Aujourd’hui on découvre une génération des voyageurs dégourdis et ingénieux à travers des milliers de blogs de voyages dans lesquels ils racontent leurs aventures. Au lieu de voyager riches (monétairement parlant), pauvres (humainement parlant), prédateurs et dépendants, ces voyageurs jugaad font le choix de voyager pauvres (monétairement parlant), riches (humainement parlant), responsables et libres. Ils sont proches des gens et de la nature et se sortent par eux-mêmes de leurs galères. Comme les rois de la jugaad indiens, ils réagissent pour tirer profit des situations difficiles. Certains sont assez radicaux comme les adeptes américains du "off the grid" (les "débranchés") présentés dans l’émission d’hier soir ou dans le film "Into the wild". D’autres cherchent des manières de tenir la route, tenables et durables, sans forcément fuir.

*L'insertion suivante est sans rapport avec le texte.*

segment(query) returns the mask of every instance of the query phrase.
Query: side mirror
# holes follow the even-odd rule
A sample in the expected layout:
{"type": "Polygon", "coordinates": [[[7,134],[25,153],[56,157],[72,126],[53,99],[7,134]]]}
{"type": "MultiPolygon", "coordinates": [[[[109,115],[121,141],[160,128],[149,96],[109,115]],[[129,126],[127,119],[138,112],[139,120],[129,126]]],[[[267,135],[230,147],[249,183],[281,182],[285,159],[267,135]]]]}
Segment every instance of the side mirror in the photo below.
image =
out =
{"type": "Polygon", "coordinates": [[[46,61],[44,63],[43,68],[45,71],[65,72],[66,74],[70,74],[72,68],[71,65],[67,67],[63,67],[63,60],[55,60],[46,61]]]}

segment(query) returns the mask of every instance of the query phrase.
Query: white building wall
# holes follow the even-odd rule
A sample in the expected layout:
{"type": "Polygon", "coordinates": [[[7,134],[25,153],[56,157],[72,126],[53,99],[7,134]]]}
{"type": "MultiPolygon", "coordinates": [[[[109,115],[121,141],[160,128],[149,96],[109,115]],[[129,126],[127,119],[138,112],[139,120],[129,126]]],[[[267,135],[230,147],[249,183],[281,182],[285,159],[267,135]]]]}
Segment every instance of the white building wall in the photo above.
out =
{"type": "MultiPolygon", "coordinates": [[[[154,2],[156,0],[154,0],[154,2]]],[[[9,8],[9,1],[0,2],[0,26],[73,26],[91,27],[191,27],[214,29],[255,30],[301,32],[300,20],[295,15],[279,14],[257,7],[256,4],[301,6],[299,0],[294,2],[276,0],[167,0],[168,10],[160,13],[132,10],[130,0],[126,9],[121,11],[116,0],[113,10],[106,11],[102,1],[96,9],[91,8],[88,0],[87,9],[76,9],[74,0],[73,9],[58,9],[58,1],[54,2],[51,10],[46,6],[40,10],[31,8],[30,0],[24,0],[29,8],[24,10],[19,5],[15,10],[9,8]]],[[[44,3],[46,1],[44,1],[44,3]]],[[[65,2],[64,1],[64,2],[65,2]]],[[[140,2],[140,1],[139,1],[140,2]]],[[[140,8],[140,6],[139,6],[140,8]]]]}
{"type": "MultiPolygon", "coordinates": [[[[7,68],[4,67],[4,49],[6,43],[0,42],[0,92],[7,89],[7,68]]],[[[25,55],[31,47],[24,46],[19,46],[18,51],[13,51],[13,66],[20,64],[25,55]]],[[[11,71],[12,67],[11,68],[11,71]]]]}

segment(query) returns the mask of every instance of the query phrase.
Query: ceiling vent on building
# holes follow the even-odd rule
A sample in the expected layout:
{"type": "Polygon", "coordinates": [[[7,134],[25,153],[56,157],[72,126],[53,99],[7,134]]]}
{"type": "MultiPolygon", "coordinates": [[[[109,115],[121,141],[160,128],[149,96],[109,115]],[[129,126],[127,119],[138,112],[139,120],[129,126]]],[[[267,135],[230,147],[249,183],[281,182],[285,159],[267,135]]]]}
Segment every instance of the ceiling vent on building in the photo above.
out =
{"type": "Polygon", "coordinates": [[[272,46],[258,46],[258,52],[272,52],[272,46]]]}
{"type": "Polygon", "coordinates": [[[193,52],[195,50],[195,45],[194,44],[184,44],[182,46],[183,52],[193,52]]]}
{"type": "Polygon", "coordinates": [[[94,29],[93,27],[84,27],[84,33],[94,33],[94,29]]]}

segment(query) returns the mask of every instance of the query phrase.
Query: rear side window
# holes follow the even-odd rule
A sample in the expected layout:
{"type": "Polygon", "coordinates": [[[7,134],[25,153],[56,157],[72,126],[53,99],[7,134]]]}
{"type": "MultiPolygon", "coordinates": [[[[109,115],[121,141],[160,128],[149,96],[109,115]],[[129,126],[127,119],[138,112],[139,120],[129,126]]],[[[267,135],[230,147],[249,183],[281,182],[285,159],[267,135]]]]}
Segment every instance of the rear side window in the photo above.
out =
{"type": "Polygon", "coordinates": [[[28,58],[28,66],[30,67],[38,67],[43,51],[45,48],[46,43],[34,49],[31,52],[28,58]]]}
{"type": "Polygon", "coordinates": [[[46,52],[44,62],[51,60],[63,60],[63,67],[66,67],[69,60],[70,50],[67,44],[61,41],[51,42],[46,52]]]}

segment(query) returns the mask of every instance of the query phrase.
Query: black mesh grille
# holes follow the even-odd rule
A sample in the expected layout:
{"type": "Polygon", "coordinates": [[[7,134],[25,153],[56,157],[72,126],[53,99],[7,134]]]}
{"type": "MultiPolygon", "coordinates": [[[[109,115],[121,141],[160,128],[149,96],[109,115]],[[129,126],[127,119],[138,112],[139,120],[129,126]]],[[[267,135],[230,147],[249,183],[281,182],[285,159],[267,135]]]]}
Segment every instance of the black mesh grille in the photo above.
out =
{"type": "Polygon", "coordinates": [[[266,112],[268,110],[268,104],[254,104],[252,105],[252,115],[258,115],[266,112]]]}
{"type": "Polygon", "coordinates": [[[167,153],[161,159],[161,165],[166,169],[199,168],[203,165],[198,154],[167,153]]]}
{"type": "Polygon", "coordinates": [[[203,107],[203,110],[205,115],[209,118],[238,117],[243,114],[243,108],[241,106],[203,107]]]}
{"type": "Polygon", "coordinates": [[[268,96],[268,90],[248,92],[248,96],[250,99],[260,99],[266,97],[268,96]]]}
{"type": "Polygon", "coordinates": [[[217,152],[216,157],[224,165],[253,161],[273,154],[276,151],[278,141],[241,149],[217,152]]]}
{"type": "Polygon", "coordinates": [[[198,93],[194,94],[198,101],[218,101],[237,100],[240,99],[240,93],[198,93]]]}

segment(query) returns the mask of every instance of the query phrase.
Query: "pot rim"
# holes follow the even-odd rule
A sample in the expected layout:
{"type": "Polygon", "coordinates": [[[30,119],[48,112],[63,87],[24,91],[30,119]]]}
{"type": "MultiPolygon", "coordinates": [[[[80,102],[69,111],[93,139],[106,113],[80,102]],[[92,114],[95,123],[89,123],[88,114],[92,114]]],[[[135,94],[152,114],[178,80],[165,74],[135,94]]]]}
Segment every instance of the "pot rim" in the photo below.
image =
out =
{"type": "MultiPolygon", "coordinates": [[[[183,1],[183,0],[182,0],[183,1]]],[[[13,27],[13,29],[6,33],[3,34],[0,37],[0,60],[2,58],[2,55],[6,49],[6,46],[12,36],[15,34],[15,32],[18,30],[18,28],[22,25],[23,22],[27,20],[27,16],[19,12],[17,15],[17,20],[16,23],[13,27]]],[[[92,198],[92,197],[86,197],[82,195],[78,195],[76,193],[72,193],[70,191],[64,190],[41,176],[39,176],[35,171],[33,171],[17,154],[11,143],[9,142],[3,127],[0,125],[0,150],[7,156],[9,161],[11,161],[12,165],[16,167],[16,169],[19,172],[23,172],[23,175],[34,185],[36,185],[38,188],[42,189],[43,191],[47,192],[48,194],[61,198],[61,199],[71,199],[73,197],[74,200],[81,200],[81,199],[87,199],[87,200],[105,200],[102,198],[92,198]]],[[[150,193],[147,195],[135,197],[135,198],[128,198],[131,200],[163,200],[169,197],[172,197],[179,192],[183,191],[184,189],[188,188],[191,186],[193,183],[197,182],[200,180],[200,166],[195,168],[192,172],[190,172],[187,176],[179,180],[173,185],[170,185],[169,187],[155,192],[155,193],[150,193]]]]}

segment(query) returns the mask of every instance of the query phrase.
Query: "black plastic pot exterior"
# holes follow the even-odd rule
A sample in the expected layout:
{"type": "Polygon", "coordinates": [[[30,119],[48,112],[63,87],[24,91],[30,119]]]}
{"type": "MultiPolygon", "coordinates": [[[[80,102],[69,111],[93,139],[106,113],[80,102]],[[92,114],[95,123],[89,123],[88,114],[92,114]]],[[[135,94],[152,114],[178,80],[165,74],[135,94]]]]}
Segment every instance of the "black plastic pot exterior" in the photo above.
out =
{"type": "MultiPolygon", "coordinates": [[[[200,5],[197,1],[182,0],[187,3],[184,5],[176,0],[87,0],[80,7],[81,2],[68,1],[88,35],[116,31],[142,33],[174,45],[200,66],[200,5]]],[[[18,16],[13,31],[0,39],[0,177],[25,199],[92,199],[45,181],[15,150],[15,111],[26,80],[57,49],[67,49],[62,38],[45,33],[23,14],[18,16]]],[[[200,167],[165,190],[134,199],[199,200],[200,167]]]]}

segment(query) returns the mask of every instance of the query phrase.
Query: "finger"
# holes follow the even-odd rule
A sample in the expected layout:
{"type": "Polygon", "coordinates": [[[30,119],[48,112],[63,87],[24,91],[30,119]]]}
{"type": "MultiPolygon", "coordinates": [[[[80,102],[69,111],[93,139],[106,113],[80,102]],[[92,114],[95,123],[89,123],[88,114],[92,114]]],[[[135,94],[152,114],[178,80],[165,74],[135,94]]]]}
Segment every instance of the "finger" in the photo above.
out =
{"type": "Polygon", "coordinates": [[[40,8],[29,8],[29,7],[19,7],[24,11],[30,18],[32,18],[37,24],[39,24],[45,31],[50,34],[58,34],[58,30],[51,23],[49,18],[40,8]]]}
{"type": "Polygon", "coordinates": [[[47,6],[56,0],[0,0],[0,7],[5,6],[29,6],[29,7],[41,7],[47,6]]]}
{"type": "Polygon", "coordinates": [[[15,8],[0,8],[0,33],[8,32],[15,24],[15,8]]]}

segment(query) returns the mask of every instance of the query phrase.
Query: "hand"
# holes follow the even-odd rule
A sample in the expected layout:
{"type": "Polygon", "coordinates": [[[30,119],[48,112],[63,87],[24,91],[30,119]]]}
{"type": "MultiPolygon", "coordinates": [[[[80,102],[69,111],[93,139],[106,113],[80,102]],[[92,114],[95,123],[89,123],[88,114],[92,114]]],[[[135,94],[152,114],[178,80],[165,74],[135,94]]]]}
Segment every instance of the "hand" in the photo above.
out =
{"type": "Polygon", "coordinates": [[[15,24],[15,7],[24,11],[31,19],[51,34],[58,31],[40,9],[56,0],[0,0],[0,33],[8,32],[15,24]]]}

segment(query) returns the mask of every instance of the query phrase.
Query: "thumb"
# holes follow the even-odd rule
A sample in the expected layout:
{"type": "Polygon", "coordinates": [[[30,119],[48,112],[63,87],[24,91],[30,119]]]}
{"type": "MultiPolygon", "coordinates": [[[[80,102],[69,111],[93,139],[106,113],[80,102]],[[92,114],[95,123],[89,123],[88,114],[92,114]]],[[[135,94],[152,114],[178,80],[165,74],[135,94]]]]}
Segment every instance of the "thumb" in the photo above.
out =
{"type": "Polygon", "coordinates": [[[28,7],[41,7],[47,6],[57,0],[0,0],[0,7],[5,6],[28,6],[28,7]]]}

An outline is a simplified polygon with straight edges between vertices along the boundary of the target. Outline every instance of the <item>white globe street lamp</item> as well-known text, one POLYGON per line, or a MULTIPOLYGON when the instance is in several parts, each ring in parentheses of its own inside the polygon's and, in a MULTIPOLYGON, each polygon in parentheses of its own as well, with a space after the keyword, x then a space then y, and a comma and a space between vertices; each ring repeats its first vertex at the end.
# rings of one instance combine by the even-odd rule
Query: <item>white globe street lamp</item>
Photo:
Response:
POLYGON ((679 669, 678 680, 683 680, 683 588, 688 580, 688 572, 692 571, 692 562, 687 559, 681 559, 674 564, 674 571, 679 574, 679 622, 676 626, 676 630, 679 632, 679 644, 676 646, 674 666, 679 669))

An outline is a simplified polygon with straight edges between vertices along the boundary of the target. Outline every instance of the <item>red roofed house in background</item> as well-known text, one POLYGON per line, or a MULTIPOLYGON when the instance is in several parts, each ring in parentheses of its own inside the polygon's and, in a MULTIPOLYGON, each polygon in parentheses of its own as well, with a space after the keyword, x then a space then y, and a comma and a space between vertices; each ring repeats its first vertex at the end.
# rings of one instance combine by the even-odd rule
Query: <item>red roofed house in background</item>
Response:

Je prends seulement deux exemples, mais il y en a des centaines d’autres. Le blog "vadrouille-débrouille" raconte comment il "voyage sans réserver d’hébergement, sans planifier, sans prise de tête. C’est clair le confort absolu n’est pas recherché, je cherche avant tout à vivre mes voyages". Le blog "débrouilleautourdumonde" écologique et économique a une approche voisine. Solène, journaliste-bloggeuse que nous venons d’interviewer sur Bestglobe nous a dit "je remercie mes parents de m’avoir appris la débrouillardise". C’est aussi l’esprit de quelques bloggeurs que nous avons présentés comme Onechai, Le Gange à pied ou Actisphère. Ou d’émissions de télévision comme "Nus et culottés" ou "J’irai dormir chez vous". Ou comme en débattra le festival "No Mad" à Pontoise dans une semaine.
Avec eux, le futur proche du voyage de demain (comme dans le film "Demain") est déjà là, en reconstruction. Ces voyageurs ne comptent pas sur les seules ressources monétaires mais prônent un autre voyage, plus audacieux, entreprenant, utopique, inventif, solidaire, responsable. Ils cherchent à sortir des impasses du tourisme actuel qui provoque trop d'affluences qui tuent le tourisme et les voyages. Et s’inspirent de Pierre Rabhi qui prêche la décroissance, la simplicité, la sobriété heureuse et l’équilibre entre être et avoir. Pour changer le monde, changeons les voyages. Pour vivre heureux, voyageons heureux.